Second wiring layers 7 are then formed. The second wiring layers 7 are formed in such a way that the memory cells 4 are sandwiched between the first and second wiring layers 2 and 7. The second wiring layers 7 may be formed using the same process, including the patterning, as for the first wiring layers 2, except that a second intercalation compound is used to form n-type wiring layers. However, when the memory cells 4 are voids, the second wiring layers 7 should be formed by transfer printing. Insulating layers 3 are then each formed between the second wiring layers 7 in the same way as in the formation of the first wiring layers. Thereafter, the above process may be repeated so that nonvolatile memories can be three-dimensionally integrated.

While certain embodiments have been described, these embodiments have been presented by way of example only, and are not intended to limit the scope of the inventions. Indeed, the novel embodiments described herein may be embodied in a variety of other forms; furthermore, various omissions, substitutions and changes in the form of the embodiments described herein may be made without departing from the spirit of the inventions. The accompanying claims and their equivalents are intended to cover such forms or modifications as would fall within the scope and spirit of the inventions.

Claims

1. A nonvolatile memory comprising:

first wiring layers of a first conductivity type extending in a first direction;

second wiring layers of a second conductivity type extending in a second direction crossing the first direction;

memory cells at intersection points of the first and second wiring layers;

absorption parts each in contact with peripheral part of each of the memory cells; and

an intercalant present in one or both of the memory cells and the absorption parts.

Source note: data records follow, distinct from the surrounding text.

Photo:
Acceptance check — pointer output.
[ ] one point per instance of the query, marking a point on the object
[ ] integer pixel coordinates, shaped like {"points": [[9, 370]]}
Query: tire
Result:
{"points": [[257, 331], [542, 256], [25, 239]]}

2. The memory according to claim 1, wherein the memory cells include a void.

3. The memory according to claim 1, wherein the memory cells include a void and a layered material.

4. The memory according to claim 1, wherein the first and second wiring layers are multilayer graphene layers.

5. The memory according to claim 1, wherein the intercalant is a substance capable of changing the resistance of the memory cells and capable of migrating between any selected one of the memory cells and the absorption part in contact with a peripheral part of the selected one of the memory cells in response to an electric field generated in the selected one of the memory cells.

6. The memory according to claim 1, wherein the absorption parts have insulating properties.

7. The memory according to claim 1, wherein the absorption parts comprise at least one of porous alumina, amorphous carbon, and a solid electrolyte.

8. The memory according to claim 1, further comprising a circuit configured to apply an electric field to any selected one of the memory cells.

9. The memory according to claim 4, wherein the multilayer graphene layers have a band gap of at least 0.1 eV.